Upcoming food truck rallies are scheduled for Oct. 18 at Nine Mile and Woodward in Ferndale and Oct. 30 at Eastern Market in Detroit. You can also find the Michigan Mobile Food Vendors Association on Facebook.
“Cozy and cute” is the way Mark Hodesh, 68, describes the eight food carts that make up Mark’s Carts in downtown Ann Arbor. Unlike the trucks and vendors that take part in mobile food truck rallies, these carts stay in one place — on Washington between First and Ashley — and customers come to them.
“It’s a community builder and traffic builder,” Hodesh explains. “People are just streaming to and from the food carts.”
It all started two years ago when Hodesh, owner of the century-old Downtown Home and Garden shop on Ashley, was trying to figure out what to do with some vacant land and a building he’d purchased near his business. He realized food carts were becoming popular and a new venture was born.
“I found out the carts needed to be tethered to a legal commissary kitchen,” he says. “So we put in a modern, shiny kitchen with a walk-in cooler, ovens, stoves, a dishwasher and an ice machine.”
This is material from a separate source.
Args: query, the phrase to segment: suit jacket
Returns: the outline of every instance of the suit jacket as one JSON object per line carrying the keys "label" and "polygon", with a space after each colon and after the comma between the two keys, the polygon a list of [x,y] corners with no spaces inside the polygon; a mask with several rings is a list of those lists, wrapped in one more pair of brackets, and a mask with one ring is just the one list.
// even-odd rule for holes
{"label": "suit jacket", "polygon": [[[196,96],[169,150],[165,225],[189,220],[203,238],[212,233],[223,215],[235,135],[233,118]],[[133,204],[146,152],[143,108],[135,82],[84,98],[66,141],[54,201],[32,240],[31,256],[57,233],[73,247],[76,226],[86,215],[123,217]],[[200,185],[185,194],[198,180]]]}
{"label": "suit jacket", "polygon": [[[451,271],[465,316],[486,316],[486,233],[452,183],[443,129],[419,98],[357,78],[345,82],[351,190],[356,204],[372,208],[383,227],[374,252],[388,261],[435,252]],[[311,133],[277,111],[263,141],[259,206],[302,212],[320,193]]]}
Hodesh charges $7,500 rent per season (March-October) for a place to park the cart, access to the kitchen and utilities. The arrangement gives entrepreneurs like Jordan Ceresnie, 25, of Farmington. a shot at owning a business. The young Jewish chef co-owns Cheese Dream with his Muslim business partner Afrim Ramaxhiku. They sell artisan grilled cheese sandwiches and soups with pickles and chips. Other carts in the group offer tacos and burritos, Asian and Indian food, wood-fired pizza and other fresh, gourmet items. There’s also a vegan cart called The Lunch Room with menu items that include barbeque tofu sliders, Vietnamese baguette sandwiches and Mexican hot chocolate cookies.
“It’s this little box. It’s not the mysterious disappearing through the swinging doors and coming back out with the food,” Hodesh explains. “We’ve come a long way from steamed hot dogs. People can do some very good cooking this way. It’s become a national phenomenon.”
In the short time Mark’s Carts has been around, a few of the vendors have moved on and opened their own restaurants. But, Hodesh believes the outdoor setting is what sets the cart courtyard apart.
“People are sitting in their cubicles under florescent lights all day,” he says. “If they go into a restaurant they’re going to be crammed into a booth. I think they like to sit outdoors. It’s a social event. It feels good and the food is good. It’s wholesome on so many levels.”